You can't just blindly substitute std::auto_ptr for every raw pointer. In particular, auto_ptr transfers ownership on assignment, which is great for some purposes but definitely not for others.
There is a real reason there are several varieties of smart pointers (e.g., shared_ptr, weak_ptr, auto_ptr/unique_ptr, etc.) Each fulfills a different purpose. One major weakness of a "raw" pointer is that it has so many different uses (and has that versatility largely because it does little or nothing to assist in any one purpose). Smart pointers tend to be more specialized, which means they can be more intelligent about doing one thing well, but also means you have to pick the right one for the job or it'll end up dong the wrong things entirely.

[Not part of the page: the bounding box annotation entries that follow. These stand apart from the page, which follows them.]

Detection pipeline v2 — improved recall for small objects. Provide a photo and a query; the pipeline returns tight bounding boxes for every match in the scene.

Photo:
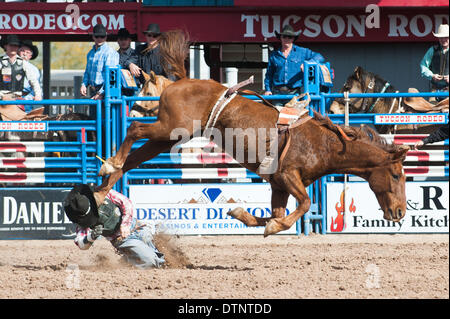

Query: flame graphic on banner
[330,191,356,233]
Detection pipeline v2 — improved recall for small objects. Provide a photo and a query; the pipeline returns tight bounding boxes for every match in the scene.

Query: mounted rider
[420,24,449,101]
[0,35,42,120]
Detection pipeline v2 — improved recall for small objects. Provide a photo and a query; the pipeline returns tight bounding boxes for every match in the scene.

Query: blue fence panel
[0,100,103,184]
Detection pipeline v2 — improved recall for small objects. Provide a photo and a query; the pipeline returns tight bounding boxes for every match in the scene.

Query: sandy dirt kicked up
[0,234,449,299]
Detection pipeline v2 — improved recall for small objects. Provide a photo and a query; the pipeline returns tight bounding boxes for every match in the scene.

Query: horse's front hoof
[98,159,120,176]
[264,219,283,238]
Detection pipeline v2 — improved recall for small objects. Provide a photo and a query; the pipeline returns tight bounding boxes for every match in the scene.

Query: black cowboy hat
[20,40,39,60]
[92,23,108,37]
[275,24,300,41]
[63,184,99,228]
[144,23,161,35]
[0,34,21,50]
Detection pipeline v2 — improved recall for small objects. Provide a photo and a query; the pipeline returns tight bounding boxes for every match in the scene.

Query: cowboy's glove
[91,225,103,240]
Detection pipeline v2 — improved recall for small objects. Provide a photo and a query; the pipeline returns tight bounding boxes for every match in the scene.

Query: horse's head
[130,71,173,116]
[330,66,376,114]
[365,146,409,222]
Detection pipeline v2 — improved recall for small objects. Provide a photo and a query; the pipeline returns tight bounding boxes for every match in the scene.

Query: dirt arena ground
[0,234,449,299]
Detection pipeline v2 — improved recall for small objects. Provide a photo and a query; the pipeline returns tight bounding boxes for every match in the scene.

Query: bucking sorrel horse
[94,31,408,236]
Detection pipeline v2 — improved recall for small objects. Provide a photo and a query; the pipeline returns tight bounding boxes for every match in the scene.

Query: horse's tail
[159,30,189,79]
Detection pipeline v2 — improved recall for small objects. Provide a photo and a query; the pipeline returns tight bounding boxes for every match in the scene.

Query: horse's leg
[264,170,311,237]
[94,141,177,205]
[227,188,289,227]
[99,121,170,176]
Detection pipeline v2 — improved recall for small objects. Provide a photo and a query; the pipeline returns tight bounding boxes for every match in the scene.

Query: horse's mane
[159,30,189,79]
[314,111,400,153]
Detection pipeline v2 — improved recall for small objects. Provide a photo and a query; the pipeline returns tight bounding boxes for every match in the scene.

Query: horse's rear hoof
[227,207,245,220]
[264,219,281,238]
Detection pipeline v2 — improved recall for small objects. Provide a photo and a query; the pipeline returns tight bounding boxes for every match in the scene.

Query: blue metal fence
[0,100,104,187]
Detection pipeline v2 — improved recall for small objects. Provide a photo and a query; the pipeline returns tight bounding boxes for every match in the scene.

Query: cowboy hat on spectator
[92,23,108,37]
[433,24,448,38]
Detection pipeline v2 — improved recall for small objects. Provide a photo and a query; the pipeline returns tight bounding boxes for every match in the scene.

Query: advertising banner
[130,184,297,235]
[0,1,449,43]
[327,182,449,233]
[0,189,75,239]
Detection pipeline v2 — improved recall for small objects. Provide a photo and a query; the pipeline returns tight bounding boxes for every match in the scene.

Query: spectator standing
[80,24,119,100]
[264,24,325,101]
[136,23,176,83]
[420,24,449,102]
[117,28,140,96]
[18,40,41,112]
[0,35,42,109]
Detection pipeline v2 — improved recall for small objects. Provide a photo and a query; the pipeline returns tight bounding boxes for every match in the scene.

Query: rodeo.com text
[177,302,272,318]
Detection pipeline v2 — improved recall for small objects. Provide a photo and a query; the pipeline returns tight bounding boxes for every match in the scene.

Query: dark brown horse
[95,32,407,236]
[330,66,448,134]
[130,71,173,117]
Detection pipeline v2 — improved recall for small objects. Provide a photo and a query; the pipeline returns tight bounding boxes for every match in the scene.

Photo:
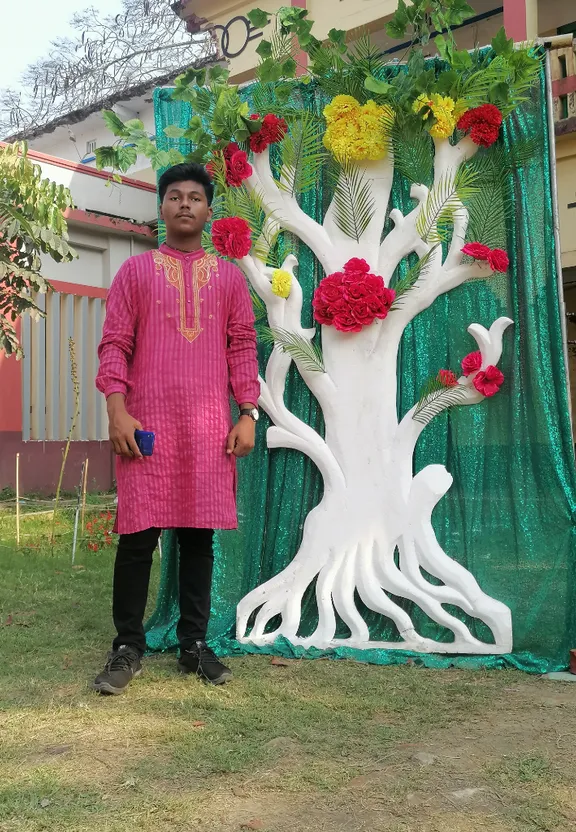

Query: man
[94,164,260,694]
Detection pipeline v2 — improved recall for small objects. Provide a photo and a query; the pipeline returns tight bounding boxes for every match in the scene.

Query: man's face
[160,181,212,237]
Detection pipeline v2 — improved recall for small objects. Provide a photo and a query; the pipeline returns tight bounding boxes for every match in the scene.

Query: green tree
[0,143,77,358]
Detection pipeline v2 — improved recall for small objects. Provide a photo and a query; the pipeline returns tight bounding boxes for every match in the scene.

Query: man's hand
[226,416,256,457]
[106,393,142,459]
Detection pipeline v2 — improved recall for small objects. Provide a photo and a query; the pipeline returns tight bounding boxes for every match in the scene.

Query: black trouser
[112,529,214,654]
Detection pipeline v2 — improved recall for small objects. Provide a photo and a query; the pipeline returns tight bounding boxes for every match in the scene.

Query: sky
[0,0,122,89]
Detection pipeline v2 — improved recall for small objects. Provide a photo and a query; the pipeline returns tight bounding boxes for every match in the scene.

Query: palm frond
[330,159,376,243]
[258,327,326,373]
[391,243,439,309]
[416,165,478,243]
[391,125,434,185]
[412,377,466,425]
[279,113,327,195]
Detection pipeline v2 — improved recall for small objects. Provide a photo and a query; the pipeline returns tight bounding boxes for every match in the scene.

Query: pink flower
[462,352,482,376]
[472,364,504,397]
[212,217,252,260]
[462,243,490,260]
[488,248,510,272]
[438,370,458,387]
[344,257,370,274]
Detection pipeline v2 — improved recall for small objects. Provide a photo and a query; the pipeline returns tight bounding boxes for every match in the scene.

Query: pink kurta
[96,245,260,534]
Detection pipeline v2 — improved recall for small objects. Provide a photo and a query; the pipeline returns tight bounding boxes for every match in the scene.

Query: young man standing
[94,164,260,694]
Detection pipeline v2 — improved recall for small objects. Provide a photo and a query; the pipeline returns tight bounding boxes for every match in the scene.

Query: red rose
[457,104,502,147]
[222,142,240,159]
[260,113,288,144]
[438,370,458,387]
[462,243,490,260]
[344,257,370,274]
[334,312,362,332]
[462,352,482,376]
[212,217,252,260]
[250,130,270,153]
[226,150,252,188]
[472,365,504,397]
[470,124,500,147]
[352,302,375,326]
[488,248,510,272]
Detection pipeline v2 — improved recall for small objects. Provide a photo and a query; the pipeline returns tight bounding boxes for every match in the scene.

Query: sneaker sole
[178,662,233,685]
[92,670,142,696]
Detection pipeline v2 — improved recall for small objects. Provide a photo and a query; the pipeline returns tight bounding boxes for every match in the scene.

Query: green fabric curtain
[147,61,576,672]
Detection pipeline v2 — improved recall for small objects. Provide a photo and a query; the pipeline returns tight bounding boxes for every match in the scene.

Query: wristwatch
[240,407,260,422]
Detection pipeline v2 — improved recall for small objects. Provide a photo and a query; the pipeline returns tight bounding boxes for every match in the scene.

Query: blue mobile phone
[134,430,155,456]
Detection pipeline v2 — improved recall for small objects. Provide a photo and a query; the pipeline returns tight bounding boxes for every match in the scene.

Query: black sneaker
[178,641,232,685]
[92,644,142,695]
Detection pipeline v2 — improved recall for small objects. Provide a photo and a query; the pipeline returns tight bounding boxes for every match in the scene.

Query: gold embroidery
[152,251,218,343]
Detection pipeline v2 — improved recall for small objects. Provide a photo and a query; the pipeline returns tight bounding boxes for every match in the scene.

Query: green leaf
[94,145,120,170]
[364,75,394,95]
[246,9,269,29]
[164,124,186,139]
[258,327,326,373]
[256,40,272,58]
[102,110,129,138]
[117,145,138,173]
[416,165,478,243]
[412,376,466,425]
[279,112,327,194]
[331,159,375,243]
[492,26,514,57]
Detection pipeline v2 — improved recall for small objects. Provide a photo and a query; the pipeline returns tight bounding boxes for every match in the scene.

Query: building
[0,0,576,491]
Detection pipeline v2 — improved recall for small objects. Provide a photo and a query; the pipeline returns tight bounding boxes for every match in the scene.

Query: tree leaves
[331,159,375,243]
[258,327,326,373]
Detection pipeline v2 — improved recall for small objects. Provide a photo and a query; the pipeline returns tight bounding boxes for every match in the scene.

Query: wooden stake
[81,457,88,535]
[16,454,20,546]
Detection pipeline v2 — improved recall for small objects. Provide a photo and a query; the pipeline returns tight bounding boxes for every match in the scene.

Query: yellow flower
[324,95,394,162]
[272,269,292,298]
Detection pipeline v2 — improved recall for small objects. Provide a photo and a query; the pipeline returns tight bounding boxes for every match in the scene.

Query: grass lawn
[0,510,576,832]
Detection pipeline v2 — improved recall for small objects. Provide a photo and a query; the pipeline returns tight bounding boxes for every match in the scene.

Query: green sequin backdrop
[147,66,576,672]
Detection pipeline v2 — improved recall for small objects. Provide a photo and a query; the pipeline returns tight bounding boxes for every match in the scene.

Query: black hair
[158,162,214,205]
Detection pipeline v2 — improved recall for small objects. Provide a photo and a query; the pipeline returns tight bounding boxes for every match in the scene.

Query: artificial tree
[99,0,539,653]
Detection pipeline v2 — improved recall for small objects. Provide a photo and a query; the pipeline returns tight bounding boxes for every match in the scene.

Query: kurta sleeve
[96,260,138,398]
[227,266,260,404]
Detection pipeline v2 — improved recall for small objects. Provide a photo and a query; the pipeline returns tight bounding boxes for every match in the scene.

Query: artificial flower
[312,257,396,332]
[438,370,458,387]
[212,217,252,260]
[472,364,504,397]
[272,269,292,298]
[457,104,503,147]
[462,351,482,376]
[323,95,393,161]
[488,248,510,272]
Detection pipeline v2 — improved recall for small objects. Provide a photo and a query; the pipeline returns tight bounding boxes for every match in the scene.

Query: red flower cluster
[457,104,502,147]
[250,113,288,153]
[472,365,504,397]
[206,142,252,188]
[212,217,252,260]
[438,370,458,387]
[462,243,510,272]
[312,257,396,332]
[462,352,504,397]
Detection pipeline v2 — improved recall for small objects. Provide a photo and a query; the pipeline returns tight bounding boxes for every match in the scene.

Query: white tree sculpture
[100,0,540,654]
[237,138,512,653]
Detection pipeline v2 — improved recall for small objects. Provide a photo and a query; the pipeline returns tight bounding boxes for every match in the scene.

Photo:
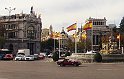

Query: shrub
[94,53,102,62]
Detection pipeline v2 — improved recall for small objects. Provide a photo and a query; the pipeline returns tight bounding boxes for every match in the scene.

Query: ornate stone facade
[0,7,42,54]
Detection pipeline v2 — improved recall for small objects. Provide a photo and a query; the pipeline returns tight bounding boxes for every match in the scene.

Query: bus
[0,49,13,60]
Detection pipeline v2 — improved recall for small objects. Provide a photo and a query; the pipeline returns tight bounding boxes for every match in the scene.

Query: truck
[17,49,30,56]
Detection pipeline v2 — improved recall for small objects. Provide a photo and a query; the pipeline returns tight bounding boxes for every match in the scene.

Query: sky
[0,0,124,31]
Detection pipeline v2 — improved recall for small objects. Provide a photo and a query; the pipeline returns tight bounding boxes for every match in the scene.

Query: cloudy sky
[0,0,124,31]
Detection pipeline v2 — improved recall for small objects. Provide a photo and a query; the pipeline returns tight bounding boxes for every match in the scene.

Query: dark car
[57,59,81,66]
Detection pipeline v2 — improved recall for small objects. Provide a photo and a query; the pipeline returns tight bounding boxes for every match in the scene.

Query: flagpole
[91,20,93,63]
[91,21,93,52]
[119,33,120,49]
[75,32,77,53]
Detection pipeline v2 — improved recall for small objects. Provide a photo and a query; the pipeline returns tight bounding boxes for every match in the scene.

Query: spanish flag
[83,22,93,30]
[67,23,77,32]
[117,34,120,39]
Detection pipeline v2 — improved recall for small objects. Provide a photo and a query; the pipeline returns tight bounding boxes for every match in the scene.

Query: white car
[14,55,25,61]
[25,55,34,61]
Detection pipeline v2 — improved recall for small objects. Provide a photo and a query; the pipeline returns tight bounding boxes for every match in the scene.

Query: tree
[0,26,6,48]
[52,51,59,61]
[119,17,124,32]
[41,38,58,51]
[67,39,75,51]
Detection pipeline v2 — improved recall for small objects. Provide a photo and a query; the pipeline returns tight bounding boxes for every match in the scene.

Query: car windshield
[26,55,34,57]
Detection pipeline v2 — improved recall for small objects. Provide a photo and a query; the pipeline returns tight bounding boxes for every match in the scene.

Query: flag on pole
[83,22,93,30]
[67,23,77,32]
[117,34,120,39]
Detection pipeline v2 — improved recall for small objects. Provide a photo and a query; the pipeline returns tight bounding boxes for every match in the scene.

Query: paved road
[0,61,124,79]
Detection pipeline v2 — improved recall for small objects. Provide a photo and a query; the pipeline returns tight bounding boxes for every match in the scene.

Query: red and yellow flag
[67,23,77,32]
[117,34,120,39]
[83,22,93,30]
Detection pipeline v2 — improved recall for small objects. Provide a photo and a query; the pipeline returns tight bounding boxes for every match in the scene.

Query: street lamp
[5,7,16,19]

Smart pointers allows to define automatically the life-time of objects it refers to. That's the main thing to understand.
So, no, you shouldn't use smart pointers everywhere, only when you want to automate life-time of your objects instead of having, for example, an object managing those objects inside from birth to death. It's like any tool : it solves specific kind of problems, not all problems.
For each object, you should think about the life cycle it will go through, then choose one of the simplest correct and efficient solution. Sometimes it will be shared_ptr because you want the object to be used by several components and to be automatically destroyed once not used anymore. Sometimes you need the object only in the current scope/parent-object, so scoped_ptr might be more appropriate. Sometimes you need only one owner of the instance, so unique_ptr is appropriate. Maybe you'll find cases where you know an algorithm that might define/automate the lifetime of an object, so you'll write your own smart pointer for it.
For example of opposite case, using pools forbids you to use smart_ptr. Naked pointers might be a more welcome simple and efficient solution in this particular (but common in embedded software) case.
See this answer (from me) for more explainations : https://softwareengineering.stackexchange.com/questions/57581/in-c-is-it-a-reflection-of-poor-software-design-if-objects-are-deleted-manuall/57611#57611

Should they really be used, even if I check memory leaks on allocated memory blocks?
YES
The whole purpose of smart pointers is, it help you implement RAII(SBRM), which basically lets the resource itself take the responsibility of its deallocation and the resource doesn't have to rely on you explicitly remembering to deallocate it.
If I do not use them, can this be considered as programming weakness?
NO,
It is not a weakness but a inconvenience or unnecessary hassle to explicitly manage the resources by yourself if you are not using Smart pointers(RAII). The purpose of smart pointers to implement RAII is to provide efficient and hassle free way of handling resources and you would just not be making use of it if you are not using it. It is highly recommended to use it purely for the numerous advantages it provides.
If the smart pointers(ex: std::auto_ptr)are strongly recommended, should I use them instead of every naked pointer?
YES
You should use smart pointers wherever possible because simply there is no drawback of using them and just numerous advantages to use them.
Don't use auto_ptr though because it is already deprecated!! There are various other smart pointers available that you can use depending on the requirement. You can refer the link above to know more about them.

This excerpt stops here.